Get With The Plan: March 18, 2012

John, 62 and single with no dependents, wants a secure retirement. He’ll be vested for his pension at age 65, and he hopes he can take the plunge then.

“I’m a realist,” he says. “Retirement will be modest. I hope to maintain cultural activities, a little travel and deal with unknowns like health changes and energy costs.”

He says he would consider moving to a 55-and-older community, but he’s concerned about whether or not he can afford it.

John, whose name was changed, has $140,000 in a 401(k) plan, $70,500 in IRAs, $104,000 in a money market, $10,000 in savings and $2,000 in checking. He can also expect an annual pension of $18,500, starting in 2017 and indexed for inflation.

The Star-Ledger asked Chadderdon O’Brien, a certified financial planner with Lassus Wherley in New Providence, to help John see when he will be ready for retirement.

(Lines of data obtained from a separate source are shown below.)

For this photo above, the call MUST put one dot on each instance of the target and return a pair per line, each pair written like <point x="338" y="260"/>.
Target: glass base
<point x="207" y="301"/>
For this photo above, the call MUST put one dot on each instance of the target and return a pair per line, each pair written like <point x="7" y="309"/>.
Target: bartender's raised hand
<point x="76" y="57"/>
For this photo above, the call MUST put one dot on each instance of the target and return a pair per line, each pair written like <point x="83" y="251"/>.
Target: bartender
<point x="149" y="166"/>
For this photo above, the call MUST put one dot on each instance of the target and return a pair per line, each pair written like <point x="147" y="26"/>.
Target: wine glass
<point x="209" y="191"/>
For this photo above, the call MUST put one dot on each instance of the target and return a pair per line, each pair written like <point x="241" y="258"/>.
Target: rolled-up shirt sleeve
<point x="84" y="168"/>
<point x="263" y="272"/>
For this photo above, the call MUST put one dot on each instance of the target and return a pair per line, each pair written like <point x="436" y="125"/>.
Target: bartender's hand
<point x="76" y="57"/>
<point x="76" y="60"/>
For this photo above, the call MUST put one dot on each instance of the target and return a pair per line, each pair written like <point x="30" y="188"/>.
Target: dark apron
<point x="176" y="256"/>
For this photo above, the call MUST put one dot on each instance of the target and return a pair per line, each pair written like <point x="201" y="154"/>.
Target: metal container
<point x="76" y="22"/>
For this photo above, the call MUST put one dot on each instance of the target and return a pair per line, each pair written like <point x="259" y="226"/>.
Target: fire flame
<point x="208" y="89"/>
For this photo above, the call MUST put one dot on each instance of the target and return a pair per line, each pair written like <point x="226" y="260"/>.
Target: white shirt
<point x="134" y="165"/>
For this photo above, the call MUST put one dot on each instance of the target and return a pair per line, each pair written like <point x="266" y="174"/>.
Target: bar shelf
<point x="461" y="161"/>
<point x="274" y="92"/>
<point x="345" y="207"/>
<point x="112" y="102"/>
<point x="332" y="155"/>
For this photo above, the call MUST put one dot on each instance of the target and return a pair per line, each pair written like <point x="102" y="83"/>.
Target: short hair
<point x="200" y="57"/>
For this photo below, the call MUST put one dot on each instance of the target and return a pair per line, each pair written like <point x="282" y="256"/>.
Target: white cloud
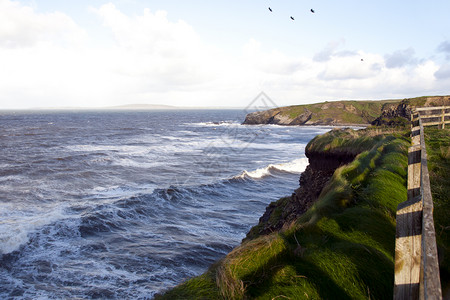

“John is extremely prudent and diligent with his personal finances. He maintains no significant levels of debt, spends well within his means and saves aggressively,” O’Brien says. “However, John does not have a clear understanding of his financial needs in retirement and if his savings, investments and retirement income will allow for the lifestyle he desires.”

O’Brien says John requires a comprehensive cash flow analysis to determine where he may stand in the future, given no significant changes to his levels of expenses.

John makes the maximum allowable contribution, including the catchup contribution for those over 50, to his employer-sponsored retirement plan ($22,000 in 2011 and $22,500 in 2012). When possible, he makes the maximum IRA contribution ($6,000 in 2011).

O’Brien says John’s cash reserves are too high. He only needs six to 12 months of emergency reserves, or $15,000 to $30,000.

O’Brien recommends John use these excess cash dollars to open a nonqualified investment account, which he could invest in a conservative “cash alternative” vehicle to increase the potential for growth while keeping the risks of principal loss low.

“John mentioned that he has specifically saved these dollars in a cash account because he doesn’t want to risk losing them in the market,” O’Brien says.

Given his concerns, potential investment options may include high-quality short-duration bond funds. O’Brien says given the current low interest rate environment, bond fund investments should be short-term by mandate and measured by duration to limit the amount of interest rate risk assumed with the eventual increase in interest rates.

While John can count on a pension, Social Security and mandatory distributions from his IRAs, O’Brien recommends he consider equity funds that focus on dividend-paying companies.

“The fund shouldn’t necessarily only focus on the highest dividend payers,” he says. “This may not be sustainable in all economic environments. The fund should focus on companies that have shown the ability to maintain, if not increase, dividends over a long period of time.”

He says John should look at funds that consider healthy companies with steady cash flows and low levels of debt.

This would be the more risky alternative for his cash surpluses.

O’Brien recommends he make some changes to his investments, starting with his employer plan. He says it’s currently invested in a “managed strategy,” which is allocated to the most aggressive option, thereby having no fixed income exposure. As a result, the investment performance has been highly volatile over the last few years.

“Overall, he currently has a very low fixed income allocation,” he says.

He says John should optimize his portfolio to alter the composition of risky assets with the goal of attaining a more efficient mix.

Adding both domestic and international fixed income, as well as alternative investments such as hedging strategies, may be beneficial to the overall portfolio, he says.

John was interested in reducing the volatility of the overall portfolio, which O’Brien says is especially important as John heads into retirement and may begin drawing down on his assets.

“While the proposed strategy lowers the probability of outsized returns in the future, it also reduces the probability and magnitude of large losses going forward,” O’Brien says. “The allocation reduces the risk profile versus his current portfolio.”

Rather than use the aggressive profile for his work account, John should switch to the moderate risk plan, which has a 6- to 10-year time horizon.

As for whether or not relocating to a retirement community is prudent, O’Brien says John is considering communities with homes in the $150,000 to $200,000 range.

“This is in line with the approximate value of his home,” he says. “Any surplus netted from the sale of the house and subsequent buy into the retirement community could be added to his investment strategy for potential growth or saved for his other retirement goals.”

On estate-planning considerations, O’Brien says John has done a good job of keeping current with his documents. His medical power of attorney, advanced directives and will were updated in 2007.

He recommends people review these documents every five years to make sure they’re current with their wishes.

John has one estate-planning move to make, though.

“A successor executor should be named in his will,” he says. “It was something he had not thought of.”